Officials Predict More Efficiency Gains as Onboard Truck Technology Matures
This story appears in the Oct. 22 print edition of Transport Topics.
LAS VEGAS — The rapid progression of onboard technology has transformed the trucking industry, and new advances will continue to drive efficiency, technology executives said.
Brett Brinton, CEO of telematics provider Zonar Systems, predicted that fleets soon will be able to adjust their trucks’ engine settings — such as maximum speed — remotely over the Internet.
“Right now, you have to go out and manually touch every truck, and when’s the last time all your trucks were in one place? Never. The ability to adjust the way your engine operates and do it with the click of a mouse is just around the corner,”
Brinton said at a panel discussion on Oct. 8 at American Trucking Associations’ Management Conference & Exhibition.
He said the “networked vehicle” is enabling fleet managers to give truckers real-time feedback on their driving performance.
“The ability to get back to your drivers and not only give them coaching feedback in real time, but to reward them for that behavior, is going to change the game,” he said.

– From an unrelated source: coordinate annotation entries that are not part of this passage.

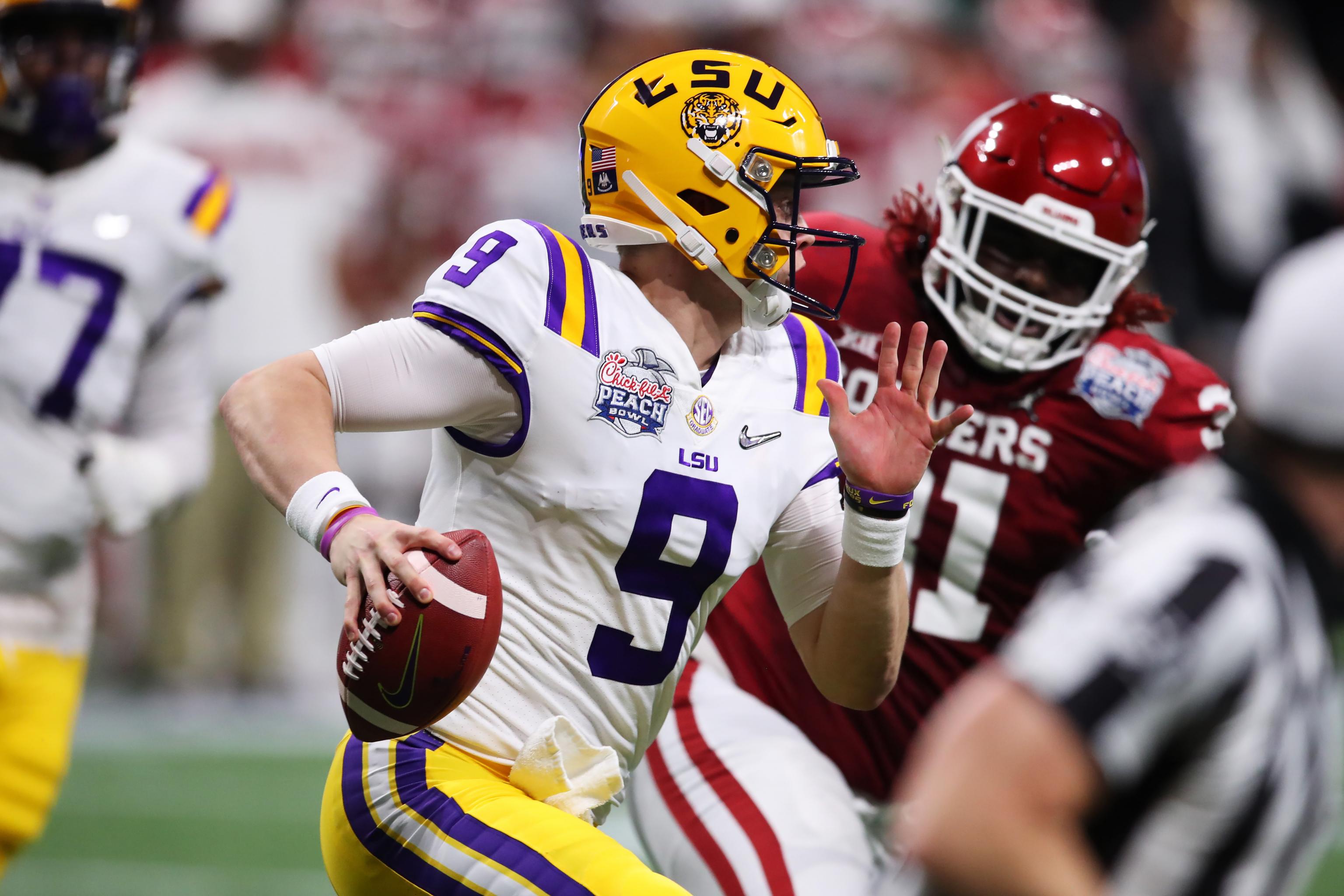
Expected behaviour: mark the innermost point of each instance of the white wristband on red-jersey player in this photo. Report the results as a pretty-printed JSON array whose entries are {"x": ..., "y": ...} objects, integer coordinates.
[{"x": 319, "y": 501}]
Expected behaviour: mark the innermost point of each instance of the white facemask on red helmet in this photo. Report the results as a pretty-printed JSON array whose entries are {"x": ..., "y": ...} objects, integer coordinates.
[{"x": 1050, "y": 180}]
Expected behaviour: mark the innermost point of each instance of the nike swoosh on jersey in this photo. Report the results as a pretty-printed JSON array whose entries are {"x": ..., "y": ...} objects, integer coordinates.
[
  {"x": 406, "y": 690},
  {"x": 752, "y": 441}
]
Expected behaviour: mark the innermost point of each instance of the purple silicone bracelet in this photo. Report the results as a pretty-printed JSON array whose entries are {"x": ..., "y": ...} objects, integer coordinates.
[
  {"x": 878, "y": 504},
  {"x": 338, "y": 523}
]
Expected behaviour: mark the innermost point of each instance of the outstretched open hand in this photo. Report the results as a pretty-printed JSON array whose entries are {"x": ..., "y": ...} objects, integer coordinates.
[{"x": 886, "y": 448}]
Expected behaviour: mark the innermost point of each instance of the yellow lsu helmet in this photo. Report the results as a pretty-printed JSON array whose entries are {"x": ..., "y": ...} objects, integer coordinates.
[
  {"x": 117, "y": 23},
  {"x": 686, "y": 150}
]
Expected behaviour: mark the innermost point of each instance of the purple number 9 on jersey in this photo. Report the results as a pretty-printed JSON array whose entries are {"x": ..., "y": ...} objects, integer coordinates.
[{"x": 480, "y": 257}]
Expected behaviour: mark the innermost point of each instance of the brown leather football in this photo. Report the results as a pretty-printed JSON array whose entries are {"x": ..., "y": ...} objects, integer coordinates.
[{"x": 398, "y": 680}]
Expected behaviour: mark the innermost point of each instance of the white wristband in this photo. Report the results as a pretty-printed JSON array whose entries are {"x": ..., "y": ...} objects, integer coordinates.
[
  {"x": 318, "y": 501},
  {"x": 872, "y": 540}
]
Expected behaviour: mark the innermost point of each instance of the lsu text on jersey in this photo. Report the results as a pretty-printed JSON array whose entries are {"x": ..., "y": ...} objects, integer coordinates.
[
  {"x": 1008, "y": 497},
  {"x": 621, "y": 511}
]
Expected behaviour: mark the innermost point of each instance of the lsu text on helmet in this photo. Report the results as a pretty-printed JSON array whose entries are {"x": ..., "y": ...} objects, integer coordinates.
[
  {"x": 68, "y": 105},
  {"x": 1053, "y": 178},
  {"x": 686, "y": 150}
]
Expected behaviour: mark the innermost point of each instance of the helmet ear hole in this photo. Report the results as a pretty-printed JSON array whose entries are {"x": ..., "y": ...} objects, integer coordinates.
[{"x": 704, "y": 203}]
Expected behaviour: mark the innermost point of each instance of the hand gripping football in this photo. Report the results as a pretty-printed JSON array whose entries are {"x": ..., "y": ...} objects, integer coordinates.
[{"x": 398, "y": 680}]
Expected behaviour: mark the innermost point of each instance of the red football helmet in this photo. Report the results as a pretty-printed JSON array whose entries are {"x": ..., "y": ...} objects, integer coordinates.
[{"x": 1047, "y": 178}]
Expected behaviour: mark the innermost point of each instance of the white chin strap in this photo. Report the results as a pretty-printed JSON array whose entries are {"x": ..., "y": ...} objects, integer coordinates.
[{"x": 763, "y": 305}]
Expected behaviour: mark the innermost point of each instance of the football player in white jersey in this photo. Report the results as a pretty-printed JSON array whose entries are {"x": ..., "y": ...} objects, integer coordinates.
[
  {"x": 105, "y": 252},
  {"x": 632, "y": 442}
]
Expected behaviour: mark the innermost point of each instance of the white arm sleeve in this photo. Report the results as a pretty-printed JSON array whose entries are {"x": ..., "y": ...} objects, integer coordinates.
[
  {"x": 163, "y": 452},
  {"x": 402, "y": 375},
  {"x": 803, "y": 554}
]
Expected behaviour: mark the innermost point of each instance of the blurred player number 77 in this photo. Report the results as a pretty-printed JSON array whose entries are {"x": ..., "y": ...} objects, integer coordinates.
[{"x": 398, "y": 680}]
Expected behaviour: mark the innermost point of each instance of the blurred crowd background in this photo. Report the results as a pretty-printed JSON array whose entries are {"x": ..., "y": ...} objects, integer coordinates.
[{"x": 369, "y": 137}]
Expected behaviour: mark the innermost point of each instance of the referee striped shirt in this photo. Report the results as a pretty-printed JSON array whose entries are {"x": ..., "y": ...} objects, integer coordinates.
[{"x": 1193, "y": 657}]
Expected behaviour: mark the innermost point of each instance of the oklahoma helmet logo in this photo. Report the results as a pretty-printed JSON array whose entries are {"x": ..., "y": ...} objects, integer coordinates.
[
  {"x": 634, "y": 394},
  {"x": 1121, "y": 385},
  {"x": 714, "y": 117}
]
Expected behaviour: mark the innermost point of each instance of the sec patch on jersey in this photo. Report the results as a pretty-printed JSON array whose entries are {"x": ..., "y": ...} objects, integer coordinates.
[{"x": 398, "y": 680}]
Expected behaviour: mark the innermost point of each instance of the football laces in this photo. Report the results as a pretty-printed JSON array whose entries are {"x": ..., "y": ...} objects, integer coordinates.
[{"x": 357, "y": 654}]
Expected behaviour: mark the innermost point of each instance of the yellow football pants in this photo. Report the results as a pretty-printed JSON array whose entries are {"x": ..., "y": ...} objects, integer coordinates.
[
  {"x": 416, "y": 816},
  {"x": 39, "y": 698}
]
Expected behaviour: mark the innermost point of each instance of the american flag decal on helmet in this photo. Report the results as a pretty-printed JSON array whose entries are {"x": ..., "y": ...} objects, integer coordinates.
[
  {"x": 604, "y": 170},
  {"x": 604, "y": 159}
]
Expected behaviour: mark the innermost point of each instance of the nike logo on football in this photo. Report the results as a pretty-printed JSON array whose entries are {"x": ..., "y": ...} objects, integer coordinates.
[
  {"x": 401, "y": 698},
  {"x": 752, "y": 441}
]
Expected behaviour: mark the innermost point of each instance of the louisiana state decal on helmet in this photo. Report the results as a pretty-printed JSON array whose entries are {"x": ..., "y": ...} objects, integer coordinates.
[
  {"x": 687, "y": 148},
  {"x": 66, "y": 66}
]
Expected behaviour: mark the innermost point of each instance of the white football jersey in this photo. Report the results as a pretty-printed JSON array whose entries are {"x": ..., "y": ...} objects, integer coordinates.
[
  {"x": 634, "y": 495},
  {"x": 93, "y": 264}
]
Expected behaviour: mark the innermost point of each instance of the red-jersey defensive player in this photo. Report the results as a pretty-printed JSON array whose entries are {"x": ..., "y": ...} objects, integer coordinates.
[{"x": 750, "y": 789}]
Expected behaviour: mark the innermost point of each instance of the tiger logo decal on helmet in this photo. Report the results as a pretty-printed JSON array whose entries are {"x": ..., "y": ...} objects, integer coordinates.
[
  {"x": 713, "y": 117},
  {"x": 687, "y": 148}
]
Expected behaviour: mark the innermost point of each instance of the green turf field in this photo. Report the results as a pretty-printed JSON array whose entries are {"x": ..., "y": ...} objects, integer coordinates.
[{"x": 198, "y": 824}]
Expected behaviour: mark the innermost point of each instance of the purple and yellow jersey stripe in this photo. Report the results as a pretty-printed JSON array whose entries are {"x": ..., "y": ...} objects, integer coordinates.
[
  {"x": 491, "y": 346},
  {"x": 209, "y": 207},
  {"x": 570, "y": 298},
  {"x": 815, "y": 358},
  {"x": 425, "y": 836}
]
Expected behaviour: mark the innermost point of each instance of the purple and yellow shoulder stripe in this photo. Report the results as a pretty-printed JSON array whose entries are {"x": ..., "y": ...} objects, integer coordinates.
[
  {"x": 209, "y": 207},
  {"x": 491, "y": 346},
  {"x": 570, "y": 296},
  {"x": 815, "y": 358}
]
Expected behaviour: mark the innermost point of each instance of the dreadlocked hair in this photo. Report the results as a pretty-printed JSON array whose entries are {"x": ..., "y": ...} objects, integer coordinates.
[
  {"x": 1135, "y": 308},
  {"x": 913, "y": 228}
]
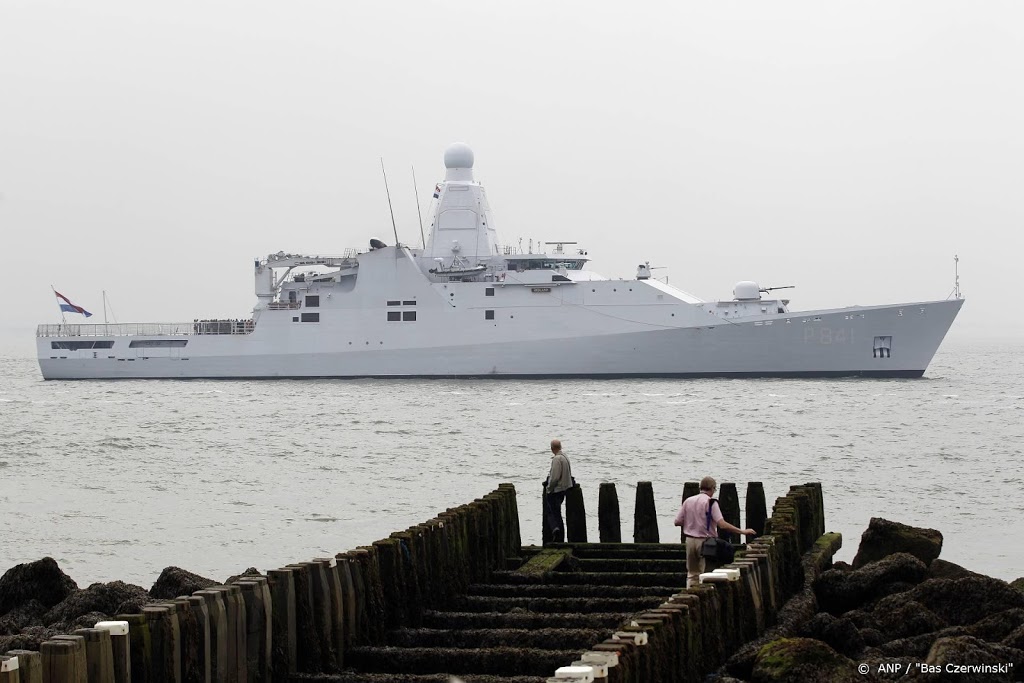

The proliferation of onboard electronics is “providing tons of information that isn’t being taken advantage of in the industry,” said Greg Reimmuth, vice president of sales and marketing at Noregon Systems, Greensboro, N.C., a provider of diagnostic software.
To make the most of the data, Reimmuth recommended that fleets run total diagnostic routines on their vehicles — “every truck, every time.” That allows carriers to catch problems that might otherwise be missed or misdiagnosed during preventive maintenance and repair orders, he said.
Modern trucks can have about 15 different data feeds from the various onboard technologies, but in the future, truck manufacturers will become “mobile data content providers” by consolidating the data and providing them to customers and third-party technology providers, Brinton said.
“No longer will you have several disparate systems on your truck,” Brinton said. “You’ll be able to buy a truck and it’ll have a system onboard that is networked to the Internet to be able to provide you with data, no matter what telematics you use, no matter what you have in your truck.”
The industry’s third-party technology providers will still be present, “but they’ll be able to do their jobs better,” Brinton said.
An example of manufacturers providing mobile data is Detroit’s “virtual technician,” which Zonar developed for Daimler Trucks North America, he said.
The system transmits real-time remote engine diagnostics and proactively communicates with fleets and vehicle owners regarding potential performance issues and service scheduling.
“You’ll see all the [original equipment manufacturers] starting to adopt a similar product,” Brinton said.
The path to today’s connected vehicles began with the advent of electronically controlled engines in the late 1980s, said Paul Menig, CEO of consulting firm Tech-I-M. “With that base, the march of electronics to improve the operation of our trucks started.”
In the 1990s, truck manufacturers began to take advantage of all the information from the engine, and instrument clusters became electronic and attached to the data link.
“That was before we even had the word ‘telematics,’ ” Menig said. “This allowed fleets to track where their vehicles were, know if the engine was running, know what the driver’s hours of service were, know if the driver was braking too hard or if he was driving poorly.”